Today’s New York Times carried a story about the travails of chief White House speechwriter Bill McGurn and his fellow scribes as they labored long and hard on the text of President Bush’s State of the Union Message.
Naturally, I sympathize with the frustrations and long hours that White House speechwriters must endure, but I have to say that I laughed out loud at the article’s penultimate paragraph, which declared:
“For his part, Mr. McGurn is a bit tired after a month of 12-hour days and 6:45 a.m. phone calls, and in need of a decent meal. In one eight-day stretch after Christmas, he and fellow writers ate breakfast, lunch and dinner every day in the White House mess, except when it was closed, as it was for dinner on New Year’s Day.”
So –- one can’t get a decent meal at the White House mess? Is that what the Times reporter is saying? I never had any complaints about the menu any time that I was lucky enough to dine there. Perhaps the quality of the food has gone down since then.
Must be tough, having to eat breakfast, lunch and dinner every day at the White House mess!
Bush’s speechwriters should be glad that they are working for the younger rather than the elder George Bush. One of the first things the elder Bush did on becoming president was to revoke the speechwriters’ mess privileges. And this was done not only publicly, but ostentatiously. The Bush team wanted to emphasize the break with the previous administration.
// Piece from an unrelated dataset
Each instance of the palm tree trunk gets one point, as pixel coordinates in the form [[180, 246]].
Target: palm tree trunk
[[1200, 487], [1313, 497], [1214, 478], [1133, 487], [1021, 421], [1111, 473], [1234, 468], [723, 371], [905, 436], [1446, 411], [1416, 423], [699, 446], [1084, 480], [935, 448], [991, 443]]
Ronald Reagan was the “great communicator;” George H.W. Bush was going to be the “great administrator.” Henceforth, speechwriters were to be regarded as supernumeraries.
Ironically, after making such a show of downgrading the speechwriters, the Bush team later tried to blame the failure of Bush’s reelection campaign on the hapless wordsmiths. Irony indeed: the speechwriters never suspected that they were so important until they were scapegoated.
I don’t know if Bill Clinton’s speechwriters had mess privileges or not. I do recall hearing one of them tell how Mr. Clinton once introduced him to a visitor as “the man who typed my State of the Union message. So I don’t imagine that speechwriters got a lot of respect during the Clinton years, either.
Yes, the hours are long and the frustrations are many for White House speechwriters. But I’m not going to feel too sorry for them –- even if they have to rough it at the White House mess.